The Office 2000 upgrade also marked the debut of a new certificate of authenticity for software that comes preinstalled on a computer. The certificate will be plastered on the side of the machine--if you buy from a legitimate reseller.
Industry executives make some forceful arguments about why everyone should care about software piracy. The country that loses the highest dollar amount to piracy and counterfeiting is the United States. "This costs 109,000 jobs--mostly in high-tech fields--in the U.S. every year," argues Microsoft's Kelley.

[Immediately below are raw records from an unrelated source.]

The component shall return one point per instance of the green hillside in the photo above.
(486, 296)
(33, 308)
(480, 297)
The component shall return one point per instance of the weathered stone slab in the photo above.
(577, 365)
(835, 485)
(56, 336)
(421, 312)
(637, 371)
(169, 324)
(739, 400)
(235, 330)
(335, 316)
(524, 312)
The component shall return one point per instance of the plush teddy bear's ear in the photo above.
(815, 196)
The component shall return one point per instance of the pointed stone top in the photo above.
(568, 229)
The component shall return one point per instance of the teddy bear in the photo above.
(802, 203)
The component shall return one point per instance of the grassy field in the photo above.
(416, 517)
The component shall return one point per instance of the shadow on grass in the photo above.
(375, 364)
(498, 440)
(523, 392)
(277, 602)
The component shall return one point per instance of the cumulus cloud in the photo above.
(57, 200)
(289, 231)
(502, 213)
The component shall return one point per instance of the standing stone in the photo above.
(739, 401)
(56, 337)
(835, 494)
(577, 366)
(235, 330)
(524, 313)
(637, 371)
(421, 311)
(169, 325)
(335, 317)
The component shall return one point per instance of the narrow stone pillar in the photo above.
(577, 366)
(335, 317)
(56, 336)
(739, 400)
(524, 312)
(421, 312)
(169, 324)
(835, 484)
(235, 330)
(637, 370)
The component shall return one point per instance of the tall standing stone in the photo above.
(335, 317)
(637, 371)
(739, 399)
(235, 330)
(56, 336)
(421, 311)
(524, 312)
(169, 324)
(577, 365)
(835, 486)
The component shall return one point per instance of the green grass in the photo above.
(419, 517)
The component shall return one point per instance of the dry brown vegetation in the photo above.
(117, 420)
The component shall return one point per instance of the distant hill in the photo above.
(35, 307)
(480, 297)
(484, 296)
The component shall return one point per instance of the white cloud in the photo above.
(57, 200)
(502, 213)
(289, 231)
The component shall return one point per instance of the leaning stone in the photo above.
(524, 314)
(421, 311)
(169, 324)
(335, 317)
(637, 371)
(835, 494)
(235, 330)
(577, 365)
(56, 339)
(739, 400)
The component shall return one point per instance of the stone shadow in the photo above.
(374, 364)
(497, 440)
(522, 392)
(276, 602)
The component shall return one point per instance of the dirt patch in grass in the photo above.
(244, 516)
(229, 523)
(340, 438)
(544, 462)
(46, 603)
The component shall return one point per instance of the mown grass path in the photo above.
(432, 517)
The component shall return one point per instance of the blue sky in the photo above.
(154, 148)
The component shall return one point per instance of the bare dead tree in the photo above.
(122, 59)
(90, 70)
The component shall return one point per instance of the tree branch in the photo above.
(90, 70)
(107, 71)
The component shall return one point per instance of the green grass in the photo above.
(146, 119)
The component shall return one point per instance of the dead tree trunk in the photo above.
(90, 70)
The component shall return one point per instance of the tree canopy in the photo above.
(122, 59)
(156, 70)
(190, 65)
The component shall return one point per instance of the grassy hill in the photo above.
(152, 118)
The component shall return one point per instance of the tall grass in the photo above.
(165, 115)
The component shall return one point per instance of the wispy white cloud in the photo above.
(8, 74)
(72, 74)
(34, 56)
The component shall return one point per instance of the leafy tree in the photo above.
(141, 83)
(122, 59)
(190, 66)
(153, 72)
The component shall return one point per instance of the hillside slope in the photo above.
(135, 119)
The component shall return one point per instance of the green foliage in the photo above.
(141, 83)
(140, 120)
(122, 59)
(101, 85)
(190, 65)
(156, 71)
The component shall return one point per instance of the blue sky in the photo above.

For two years, Microsoft has been buying software over the Net and examining it to determine whether it's legitimate. So far, more than 90 percent of the software the company has purchased from Net auctions and other secondary channels on the Internet has been counterfeit. Much of the stuff has other shortcomings, too: It's incomplete, riddled with viruses, or otherwise not what the buyers paid for. Kelley, the BSA, and recent news reports say that the money you spend on illicit software supports a crime network involved in other, more violent crime. Many counterfeiters, investigators say, have ties to Asian crime gangs involved in drug smuggling, illegal gambling, and prostitution. For more about this issue, see "Is Your Software Stolen?"
Shades Of Napster
Sure, software executives have a vested interest in making piracy seem as dire as possible. But I have to agree with Microsoft's Kelley that the issue of intellectual property rights is only going to heat up as people continue to store and digitally deliver more art and other stuff we value. (The Napster Inc. brouhaha is a prime example of this.)So while I can't get too upset about piracy costing rich guy Bill Gates a few bucks, I am willing to register my software--as long as the vendor doesn't send me any junk mail afterward.
After all, I put up with those magnetic doohickeys stores attach to new clothes and CDs to keep me from stealing them. I lock my door when I leave my house or car. So why should I expect Microsoft--or any other software company--to rely on the honesty of strangers?